Joey: “I don’t even like cocaine. The last time I did cocaine I got all stressed out and had to flush it down the toilet. I just thought that the more you guys said it was a bad idea, the funnier it would probably be if i kept going with it. I thought he was a NARC. I thought I was going to get to run from the cops. It was going to be hilarious.

He’s not coming back with my hundred dollars, is he?”


a friend of mine acquired from her mother an expression that i rather like: “close to the veil.”  it could be that you are sick, or hung over, or just running low, but you begin to suspect that you are not far from that film which divides the living from the dead. or at the very least, life from non-life. if ever did 2-3 fuckers wake up close to the veil, shrinking from the blinding terrible light of the day star, we were they. no veisalgic bliss here. just the kind of hangover where you wonder “Is what the dead feel like?” “Is this what a zombie feels like?” i think of Return of the Living Dead, where the cannibalistic fervour of the zombie is explained in terms of zombies being otherwise conscious, cognate human beings who are trapped in dead, creaking, decaying bodies; they can feel all the rot, the damage, the arrested, pooling blood, the worms that feed inside, and in such a state they know that the only thing that will provide relief, however momentary, is brains.

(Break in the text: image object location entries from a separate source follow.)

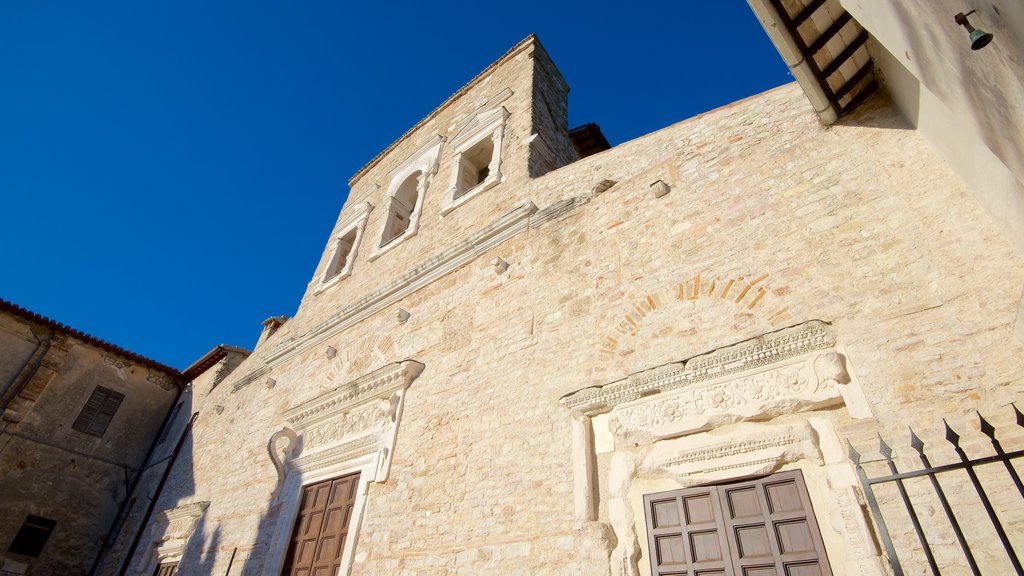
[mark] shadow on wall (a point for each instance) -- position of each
(988, 81)
(174, 449)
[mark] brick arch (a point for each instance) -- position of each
(359, 358)
(747, 293)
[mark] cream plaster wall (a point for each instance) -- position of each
(860, 224)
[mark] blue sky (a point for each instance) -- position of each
(170, 171)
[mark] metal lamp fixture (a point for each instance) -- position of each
(979, 38)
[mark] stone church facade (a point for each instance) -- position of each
(520, 354)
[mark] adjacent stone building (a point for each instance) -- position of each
(523, 352)
(78, 417)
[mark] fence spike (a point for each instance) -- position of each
(886, 450)
(951, 437)
(915, 442)
(986, 428)
(854, 455)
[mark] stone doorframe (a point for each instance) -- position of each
(352, 428)
(729, 414)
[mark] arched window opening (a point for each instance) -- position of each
(475, 166)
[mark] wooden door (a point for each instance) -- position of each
(322, 527)
(756, 528)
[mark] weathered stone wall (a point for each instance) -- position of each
(772, 220)
(51, 470)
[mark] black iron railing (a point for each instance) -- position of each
(931, 471)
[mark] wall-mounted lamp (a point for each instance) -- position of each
(979, 38)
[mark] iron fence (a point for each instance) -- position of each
(932, 472)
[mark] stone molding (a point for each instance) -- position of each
(748, 356)
(757, 450)
(179, 524)
(353, 422)
(249, 378)
(425, 161)
(506, 227)
(379, 384)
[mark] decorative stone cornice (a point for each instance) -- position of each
(435, 268)
(747, 356)
(352, 450)
(355, 424)
(379, 384)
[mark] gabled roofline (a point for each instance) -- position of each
(39, 319)
(209, 359)
(513, 51)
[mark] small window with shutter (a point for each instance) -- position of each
(32, 536)
(98, 411)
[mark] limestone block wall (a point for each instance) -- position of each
(770, 220)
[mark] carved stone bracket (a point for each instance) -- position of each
(750, 356)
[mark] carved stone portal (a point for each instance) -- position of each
(702, 421)
(175, 527)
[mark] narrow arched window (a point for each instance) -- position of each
(400, 208)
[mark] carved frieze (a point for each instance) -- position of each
(177, 526)
(754, 449)
(371, 418)
(377, 385)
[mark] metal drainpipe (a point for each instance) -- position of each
(111, 534)
(794, 58)
(27, 372)
(156, 496)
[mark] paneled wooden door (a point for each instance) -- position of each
(167, 569)
(322, 527)
(761, 527)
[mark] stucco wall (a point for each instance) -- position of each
(861, 225)
(51, 470)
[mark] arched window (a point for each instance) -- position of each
(401, 207)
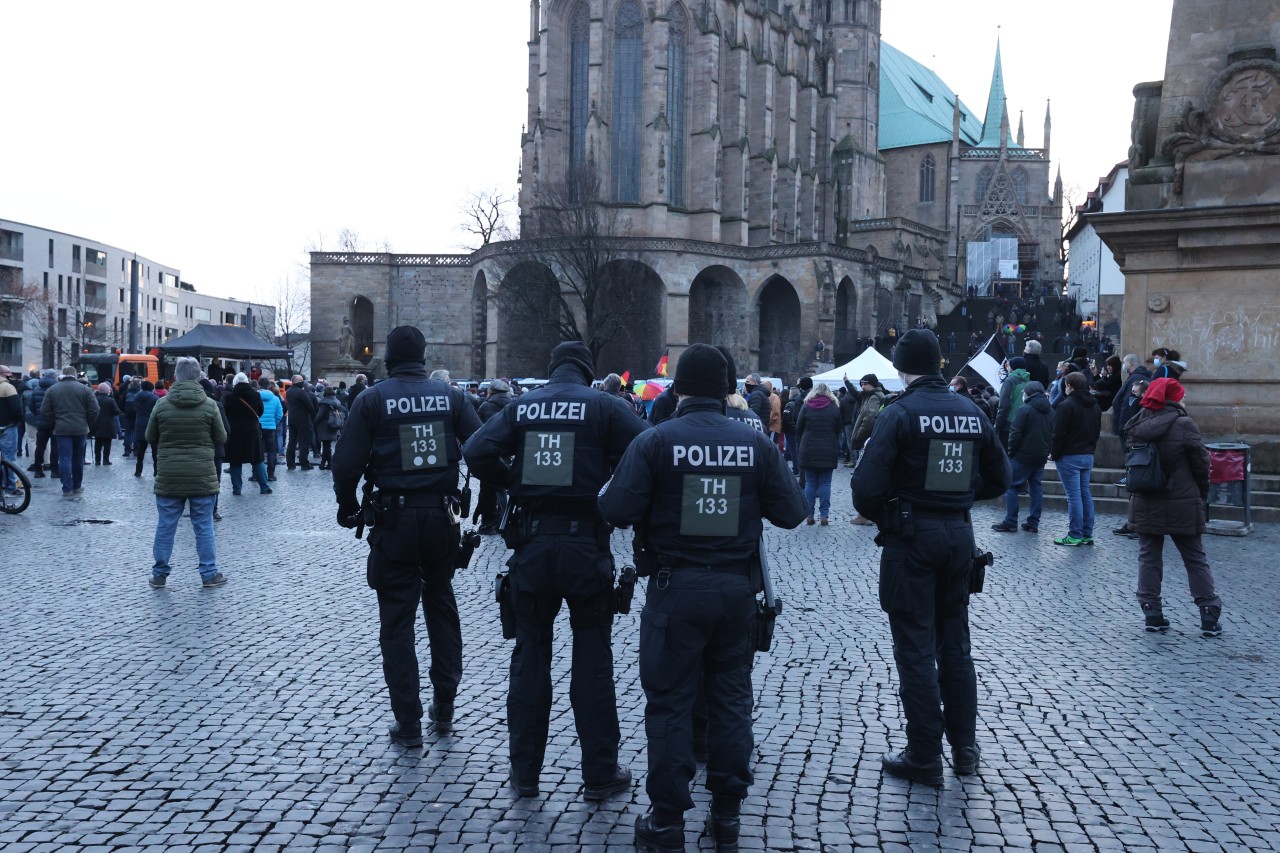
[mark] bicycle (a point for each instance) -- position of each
(14, 488)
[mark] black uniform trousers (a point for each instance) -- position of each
(924, 589)
(696, 629)
(544, 571)
(298, 450)
(410, 562)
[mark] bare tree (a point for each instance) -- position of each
(565, 276)
(485, 218)
(291, 296)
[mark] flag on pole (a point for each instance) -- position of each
(988, 363)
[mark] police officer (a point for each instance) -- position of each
(698, 486)
(929, 455)
(403, 437)
(563, 441)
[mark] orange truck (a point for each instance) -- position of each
(112, 366)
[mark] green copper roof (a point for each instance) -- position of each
(995, 106)
(915, 105)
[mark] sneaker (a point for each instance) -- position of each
(620, 781)
(406, 734)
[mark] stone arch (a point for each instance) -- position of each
(716, 299)
(777, 309)
(846, 322)
(361, 329)
(528, 329)
(479, 325)
(630, 313)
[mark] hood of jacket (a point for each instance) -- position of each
(186, 395)
(1040, 402)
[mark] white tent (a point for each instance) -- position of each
(869, 361)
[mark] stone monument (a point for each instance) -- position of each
(1200, 240)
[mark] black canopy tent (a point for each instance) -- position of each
(222, 342)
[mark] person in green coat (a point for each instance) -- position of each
(186, 427)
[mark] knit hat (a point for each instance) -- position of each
(918, 354)
(576, 354)
(1162, 391)
(405, 343)
(731, 388)
(702, 372)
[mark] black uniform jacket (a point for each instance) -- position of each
(932, 448)
(406, 430)
(562, 442)
(699, 484)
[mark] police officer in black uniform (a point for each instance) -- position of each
(929, 455)
(698, 486)
(563, 441)
(403, 437)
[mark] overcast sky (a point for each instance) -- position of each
(223, 138)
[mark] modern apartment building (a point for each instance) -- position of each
(62, 295)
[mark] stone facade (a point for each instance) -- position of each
(735, 144)
(1200, 240)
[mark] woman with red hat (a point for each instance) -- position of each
(1178, 511)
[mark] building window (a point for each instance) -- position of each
(579, 105)
(627, 76)
(927, 173)
(677, 32)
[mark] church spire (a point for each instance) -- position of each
(996, 113)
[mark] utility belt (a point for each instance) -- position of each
(519, 527)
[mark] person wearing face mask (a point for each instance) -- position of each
(931, 454)
(1168, 364)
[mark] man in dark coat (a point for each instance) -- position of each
(301, 406)
(1031, 437)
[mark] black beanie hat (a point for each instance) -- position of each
(576, 354)
(731, 387)
(702, 372)
(918, 354)
(405, 343)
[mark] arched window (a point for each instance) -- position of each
(579, 103)
(927, 173)
(627, 69)
(677, 30)
(983, 183)
(1020, 185)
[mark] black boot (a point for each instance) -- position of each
(661, 835)
(1156, 621)
(723, 822)
(1208, 621)
(918, 769)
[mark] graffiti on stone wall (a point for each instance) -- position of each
(1235, 336)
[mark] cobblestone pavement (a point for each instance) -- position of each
(254, 716)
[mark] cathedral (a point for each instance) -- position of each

the hungover nincompoop has no such refuge in certainty. at best we spend our day in perilous, naïve questing for the one food or drink that will compensate, will make us feel okay. we continue to stuff things into our already ravaged bodies, increasing the workload of our beleaguered digestive system, weighing us down, pulling us toward the grave.****

naturally we thought an Italian-American Eatery would be the answer. naturally it was not (you can pretty much sub in the text of When There’s No One to Blame But Yourself right here. more linguini, more bellinis, no lessons learned.). we thought back to the restaurant of  the casino that we had eventually attained the night previous, sitting with two pints each of Molson Canadian in front of us because apparently even in Brigadoon they have last call. there had been a siren or alarm of some sort going off; no one had seemed especially concerned, but it didn’t sound like a “winning” alarm. having arrived at the casino we all were reminded of how sad and bleak and boring is the inside of a casino, and how none of us really know how to gamble, or for that matter, had any money. we certainly weren’t feeling very lucky. we didn’t quadruple our money, but to our (dubious) credit, we didn’t even try.


the bellini, it does nothing.




* the movie, not the song. wait, is that even possible?

** which i mean specifically in the Girls Gone sense of “wild”.

*** this is the sort of thing that is not at all outside the realm of possibility, in the given company. not in a tough-guy, chug ’em all sort of way so much as a “A thing has been done that can not be undone, and we must leave. Now.” sort of way.

**** our colossal hangovers notwithstanding, we did devise the idea of tying a string to a disposable camera and then throwing it over the falls with the timer set, just to see.